Figures 3 through 5 detail how a scientist can use UNIFI Software to navigate through processed and raw chromatographic results. A typical dextran calibration curve shown in Figure 3 is applied to the GlycoWorks Reductive Amination Single Use Sample Preparation Kit (p/n 176003119), a mixture of N-glycans from mAb (Figure 4). Reproducibility of the results is depicted in Figure 5. The ability of UNIFI to automatically summarize data from multiple injections of standards and unknown samples is highlighted in these displays. 

Figure 3. In UNIFI Software, the review panel summarizes GU values (GU 4–12) obtained across 5 injections of the 2-AB Dextran Calibration Ladder standard. The chromatogram of the first injection and calibration curve results for all injections are displayed below the summary table.
Figure 4. A component summary table in the review page that compares the GU value for all the identified glycans across a triplicate injection of a glycan mixture sample.

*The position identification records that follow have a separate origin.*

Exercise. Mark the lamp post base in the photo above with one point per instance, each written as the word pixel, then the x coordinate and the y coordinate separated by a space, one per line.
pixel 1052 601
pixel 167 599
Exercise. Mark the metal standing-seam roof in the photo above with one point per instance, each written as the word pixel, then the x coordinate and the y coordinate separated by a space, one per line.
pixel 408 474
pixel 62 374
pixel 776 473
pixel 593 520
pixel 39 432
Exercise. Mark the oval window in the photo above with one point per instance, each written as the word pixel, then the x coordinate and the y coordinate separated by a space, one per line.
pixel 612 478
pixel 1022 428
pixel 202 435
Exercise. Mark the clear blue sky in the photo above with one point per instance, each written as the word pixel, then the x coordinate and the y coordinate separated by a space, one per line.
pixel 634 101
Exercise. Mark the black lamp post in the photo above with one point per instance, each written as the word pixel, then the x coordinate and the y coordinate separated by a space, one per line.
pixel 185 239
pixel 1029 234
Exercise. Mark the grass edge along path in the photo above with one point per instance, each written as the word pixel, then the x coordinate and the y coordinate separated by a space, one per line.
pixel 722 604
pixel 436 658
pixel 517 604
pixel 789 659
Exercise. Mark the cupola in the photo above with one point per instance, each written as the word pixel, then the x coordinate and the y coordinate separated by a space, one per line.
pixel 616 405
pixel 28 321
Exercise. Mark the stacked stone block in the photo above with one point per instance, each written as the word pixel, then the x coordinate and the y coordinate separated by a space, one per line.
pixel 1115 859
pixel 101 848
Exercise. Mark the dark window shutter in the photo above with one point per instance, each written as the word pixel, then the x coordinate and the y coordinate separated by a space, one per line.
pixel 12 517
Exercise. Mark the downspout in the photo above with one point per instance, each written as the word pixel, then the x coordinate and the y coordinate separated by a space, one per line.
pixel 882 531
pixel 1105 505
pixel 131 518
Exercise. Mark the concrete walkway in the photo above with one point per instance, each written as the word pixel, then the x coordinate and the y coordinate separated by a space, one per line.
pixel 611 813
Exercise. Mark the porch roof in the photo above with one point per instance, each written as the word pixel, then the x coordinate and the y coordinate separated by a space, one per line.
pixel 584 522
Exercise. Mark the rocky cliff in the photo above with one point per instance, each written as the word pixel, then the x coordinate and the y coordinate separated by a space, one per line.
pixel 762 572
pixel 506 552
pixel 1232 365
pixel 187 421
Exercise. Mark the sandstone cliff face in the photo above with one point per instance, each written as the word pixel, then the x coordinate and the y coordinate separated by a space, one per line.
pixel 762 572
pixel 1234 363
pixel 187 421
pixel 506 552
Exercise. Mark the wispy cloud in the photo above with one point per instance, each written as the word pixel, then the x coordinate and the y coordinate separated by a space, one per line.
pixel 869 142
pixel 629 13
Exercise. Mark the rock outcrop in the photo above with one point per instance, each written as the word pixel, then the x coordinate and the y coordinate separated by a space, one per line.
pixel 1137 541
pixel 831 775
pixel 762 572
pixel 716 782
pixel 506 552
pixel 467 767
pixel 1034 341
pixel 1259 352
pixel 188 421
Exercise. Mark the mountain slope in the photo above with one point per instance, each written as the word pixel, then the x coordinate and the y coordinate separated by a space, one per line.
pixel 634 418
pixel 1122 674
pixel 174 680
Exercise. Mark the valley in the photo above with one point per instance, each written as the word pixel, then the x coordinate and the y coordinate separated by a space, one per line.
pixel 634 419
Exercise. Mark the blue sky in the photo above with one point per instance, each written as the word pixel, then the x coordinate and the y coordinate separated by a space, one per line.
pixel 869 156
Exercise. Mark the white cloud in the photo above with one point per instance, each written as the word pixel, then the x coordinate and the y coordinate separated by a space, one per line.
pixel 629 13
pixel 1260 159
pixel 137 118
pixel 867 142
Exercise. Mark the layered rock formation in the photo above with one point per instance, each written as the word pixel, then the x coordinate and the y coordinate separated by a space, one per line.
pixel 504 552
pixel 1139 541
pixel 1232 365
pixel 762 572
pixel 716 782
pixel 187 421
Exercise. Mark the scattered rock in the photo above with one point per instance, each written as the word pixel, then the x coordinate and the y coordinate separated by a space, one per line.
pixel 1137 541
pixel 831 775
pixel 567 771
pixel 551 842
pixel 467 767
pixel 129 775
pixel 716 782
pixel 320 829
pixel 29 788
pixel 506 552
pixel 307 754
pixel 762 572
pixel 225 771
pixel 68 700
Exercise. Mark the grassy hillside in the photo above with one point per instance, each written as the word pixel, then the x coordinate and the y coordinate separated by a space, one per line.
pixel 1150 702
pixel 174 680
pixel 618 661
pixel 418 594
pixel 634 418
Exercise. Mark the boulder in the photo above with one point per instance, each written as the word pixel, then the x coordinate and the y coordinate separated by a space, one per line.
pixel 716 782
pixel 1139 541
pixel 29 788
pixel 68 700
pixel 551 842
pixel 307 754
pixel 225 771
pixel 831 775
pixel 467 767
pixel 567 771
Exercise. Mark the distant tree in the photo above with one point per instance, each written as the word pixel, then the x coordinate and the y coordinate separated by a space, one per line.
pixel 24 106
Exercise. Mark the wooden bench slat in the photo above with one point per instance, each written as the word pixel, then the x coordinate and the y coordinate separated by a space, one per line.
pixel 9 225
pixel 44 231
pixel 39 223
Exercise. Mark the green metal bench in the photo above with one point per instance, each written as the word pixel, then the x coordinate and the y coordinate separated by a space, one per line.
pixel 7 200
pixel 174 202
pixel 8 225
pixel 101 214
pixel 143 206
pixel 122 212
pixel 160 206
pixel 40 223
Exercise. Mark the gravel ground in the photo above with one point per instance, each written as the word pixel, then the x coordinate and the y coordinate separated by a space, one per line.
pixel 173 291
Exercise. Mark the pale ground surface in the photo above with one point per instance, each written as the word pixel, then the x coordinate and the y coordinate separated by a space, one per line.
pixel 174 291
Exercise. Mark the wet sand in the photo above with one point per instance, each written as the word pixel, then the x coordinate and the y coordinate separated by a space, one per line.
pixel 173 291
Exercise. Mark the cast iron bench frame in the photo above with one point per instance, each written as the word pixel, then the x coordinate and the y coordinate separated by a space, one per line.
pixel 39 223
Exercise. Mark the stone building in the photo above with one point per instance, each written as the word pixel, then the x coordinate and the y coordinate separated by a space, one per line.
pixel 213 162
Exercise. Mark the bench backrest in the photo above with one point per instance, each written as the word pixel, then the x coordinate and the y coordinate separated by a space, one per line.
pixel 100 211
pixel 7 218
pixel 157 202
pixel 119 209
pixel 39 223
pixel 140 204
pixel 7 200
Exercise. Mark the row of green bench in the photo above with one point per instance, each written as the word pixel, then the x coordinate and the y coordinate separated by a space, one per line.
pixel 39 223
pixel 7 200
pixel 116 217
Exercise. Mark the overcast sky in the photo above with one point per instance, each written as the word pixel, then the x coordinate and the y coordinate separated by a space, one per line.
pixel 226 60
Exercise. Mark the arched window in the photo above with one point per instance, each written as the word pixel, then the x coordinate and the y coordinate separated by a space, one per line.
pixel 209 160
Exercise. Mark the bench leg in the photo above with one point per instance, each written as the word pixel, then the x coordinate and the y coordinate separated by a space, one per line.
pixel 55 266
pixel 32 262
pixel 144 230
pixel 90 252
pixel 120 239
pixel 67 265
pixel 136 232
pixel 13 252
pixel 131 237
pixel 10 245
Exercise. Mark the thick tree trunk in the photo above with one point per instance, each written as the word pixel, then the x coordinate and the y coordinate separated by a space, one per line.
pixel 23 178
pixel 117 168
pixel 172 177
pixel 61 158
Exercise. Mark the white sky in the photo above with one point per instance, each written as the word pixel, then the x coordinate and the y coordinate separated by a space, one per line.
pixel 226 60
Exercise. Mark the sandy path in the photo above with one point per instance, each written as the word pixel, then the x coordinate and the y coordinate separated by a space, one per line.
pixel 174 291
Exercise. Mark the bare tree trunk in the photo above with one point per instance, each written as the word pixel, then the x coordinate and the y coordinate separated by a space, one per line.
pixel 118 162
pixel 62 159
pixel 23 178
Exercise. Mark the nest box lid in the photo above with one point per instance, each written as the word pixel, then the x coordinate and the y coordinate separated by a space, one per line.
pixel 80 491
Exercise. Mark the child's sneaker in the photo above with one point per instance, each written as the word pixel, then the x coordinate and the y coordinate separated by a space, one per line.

Summary calculations for individual glycans across triplicate analysis of the glycan test standard are presented in the component summary table.
Figure 5. The Investigate panel of the experiment demonstrates glycan profile reproducibility for five HILIC UPLC FLR analyses of the glycan mixture. 

Figure 6 provides a snapshot of a typical glycan analysis report; information such as the sample list, retention time calibration curve fitting for 2-AB Dextran Calibration Ladder, and calculated GU values for unknown glycan samples are organized within single report template. Valuable information such as the relative abundance and the GU value for each glycan component were also summarized with appropriate statistical analysis.

Conclusion

UNIFI is the first comprehensive software that seamlessly integrates UPLC chromatography, optical detection, high resolution mass spectrometry, and integrated informatics within one platform. Released glycan analysis is one of the latest application workflows to be offered in UNIFI Software, v. 1.6. 

This new UNIFI Application Solution enables a scientist in regulated or unregulated laboratory environments to acquire, process, and report qualitative and quantitative glycan information along with high confidence and minimal user intervention.

References

  1. Campbell, M.P.; Roylez, L.; Radcliffe, C.M.; Swek, R.A.; Rudd, P.M. GlycoBase and autoGU: tools for HPLC-based glycan analysis. Bioinformatics. 2008, 24:9, 1214–1216.